Les tropismes sont pour Nathalie Sarraute «les mouvements subtils, à peine perceptibles, fugitifs contradictoires, évanescents, de faibles tremblements, des ébauches d'appels timides et des reculs, des ombres légères qui glissent, et dont le jeu incessant constitue la trame invisible de tous les rapports humains et la substance même de notre vie.» Ils se situent à la limite de la conscience.
Les tropismes qu'elle a théorisés en littérature ont marqué toute son oeuvre et en ont fait l'une des précurseurs du Nouveau Roman.
Ce sont ici vingt-quatre très courts textes, sortes de petits contes de trois-quatre pages maximum, qu'aucune progression ou fil narratif ne relient. Indépendants, ils peuvent être lus et agencés selon la convenance du lecteur. Ils composent un chapelet de lambeaux de rêve, de bulles poétiques, de saynètes, à l'atmosphère étrange, où apparaissent des personnages anonymes, vagues silhouettes désincarnées.
Les protagonistes se rencontrent, bavardent, répondent à des convenances sociales, mais les discussions tournent à vide, et ils se trouvent rapidement enfermés dans des attitudes stéréotypées, plus particulièrement les femmes.
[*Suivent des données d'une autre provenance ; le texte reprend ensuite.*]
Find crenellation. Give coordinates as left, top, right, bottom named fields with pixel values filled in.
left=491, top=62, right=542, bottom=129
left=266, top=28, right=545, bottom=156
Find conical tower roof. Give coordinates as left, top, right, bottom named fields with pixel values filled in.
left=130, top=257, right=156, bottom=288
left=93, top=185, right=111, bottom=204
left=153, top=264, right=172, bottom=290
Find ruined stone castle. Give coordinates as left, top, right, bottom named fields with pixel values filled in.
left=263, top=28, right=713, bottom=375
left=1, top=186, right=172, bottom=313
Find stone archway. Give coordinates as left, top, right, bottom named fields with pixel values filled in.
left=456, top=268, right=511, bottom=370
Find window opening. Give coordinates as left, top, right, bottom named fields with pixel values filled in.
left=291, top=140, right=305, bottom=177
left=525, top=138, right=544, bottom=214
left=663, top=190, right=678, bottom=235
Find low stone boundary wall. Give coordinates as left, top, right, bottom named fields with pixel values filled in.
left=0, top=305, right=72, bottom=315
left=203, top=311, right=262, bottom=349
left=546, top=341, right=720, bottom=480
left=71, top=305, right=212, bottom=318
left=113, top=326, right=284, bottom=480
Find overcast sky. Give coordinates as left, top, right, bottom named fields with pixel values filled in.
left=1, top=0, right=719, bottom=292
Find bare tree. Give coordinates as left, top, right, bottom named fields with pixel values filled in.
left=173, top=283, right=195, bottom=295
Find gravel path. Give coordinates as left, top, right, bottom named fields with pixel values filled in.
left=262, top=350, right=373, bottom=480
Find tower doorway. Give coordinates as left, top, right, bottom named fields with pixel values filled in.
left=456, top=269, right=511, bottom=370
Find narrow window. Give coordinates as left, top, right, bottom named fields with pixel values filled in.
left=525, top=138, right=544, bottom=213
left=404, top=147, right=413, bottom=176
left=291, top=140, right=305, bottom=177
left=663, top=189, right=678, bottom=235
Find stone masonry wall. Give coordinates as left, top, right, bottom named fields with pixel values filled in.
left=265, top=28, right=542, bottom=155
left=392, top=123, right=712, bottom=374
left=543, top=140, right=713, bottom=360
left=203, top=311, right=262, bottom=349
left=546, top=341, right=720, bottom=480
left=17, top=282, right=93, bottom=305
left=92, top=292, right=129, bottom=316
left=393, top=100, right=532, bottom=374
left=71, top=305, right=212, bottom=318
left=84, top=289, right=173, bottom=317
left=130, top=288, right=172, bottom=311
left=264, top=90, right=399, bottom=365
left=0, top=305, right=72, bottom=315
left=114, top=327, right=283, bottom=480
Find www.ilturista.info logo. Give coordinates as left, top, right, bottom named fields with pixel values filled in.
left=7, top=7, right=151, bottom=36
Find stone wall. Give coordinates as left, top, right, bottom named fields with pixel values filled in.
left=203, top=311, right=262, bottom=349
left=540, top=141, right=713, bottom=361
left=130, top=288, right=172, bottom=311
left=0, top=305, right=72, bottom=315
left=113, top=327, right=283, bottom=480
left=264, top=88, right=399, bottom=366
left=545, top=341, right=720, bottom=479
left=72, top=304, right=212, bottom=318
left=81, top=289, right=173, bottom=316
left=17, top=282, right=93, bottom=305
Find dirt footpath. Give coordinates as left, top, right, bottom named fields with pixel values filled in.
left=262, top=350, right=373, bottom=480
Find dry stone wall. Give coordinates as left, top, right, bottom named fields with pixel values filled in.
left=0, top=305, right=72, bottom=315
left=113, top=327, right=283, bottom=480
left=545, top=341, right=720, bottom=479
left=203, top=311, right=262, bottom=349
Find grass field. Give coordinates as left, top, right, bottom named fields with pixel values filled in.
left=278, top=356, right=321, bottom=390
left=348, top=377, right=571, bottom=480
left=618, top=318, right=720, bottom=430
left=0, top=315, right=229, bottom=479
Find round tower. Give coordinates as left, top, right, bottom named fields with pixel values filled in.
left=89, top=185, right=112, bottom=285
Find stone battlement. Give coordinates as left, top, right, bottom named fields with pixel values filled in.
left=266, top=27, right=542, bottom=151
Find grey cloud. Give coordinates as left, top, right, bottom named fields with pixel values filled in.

Figures caricaturales, elles prennent le thé, tricotent, arpentent les magasins en quête d'un improbable tailleur en gros tweed à dessins. Elles sont souvent empêchées, en marge de l'action, en proie à des sentiments de peur, en position d'attente, car le temps est suspendu.
Les enfants sont également très présents, inscrits dans des relations énigmatiques avec les parents ou grands-parents qui exercent une supériorité, un pouvoir à leur égard, au travers de gestes envahissants ou violents.
On peut se demander si toutes ces situations ne sont pas vues à hauteur d'enfants, au travers d'une perception déformée de la réalité dans laquelle les adultes sont indistincts, où les objets et les meubles s'animent, et où des menaces diffuses planent.
Revenons aux tropismes : ils se situent pour l'autrice en amont du langage, et pourtant, c'est bien par le langage qu'elle parvient à en laisser une trace sur la page, un langage qu'elle peaufine puisqu'il lui aura fallu cinq ans pour les écrire.
Souvenirs, réminiscences, fragments surgis de l'inconscient ou d'on ne sait où ?
Deux niveaux de lecture nous sont proposés : celui des scènes de la vie de tous les jours, un peu vaine, absurde, et celui d'une matière brute faite de sensations, d'une intériorité qui se déverse et qui serait à l'origine des comportements humains.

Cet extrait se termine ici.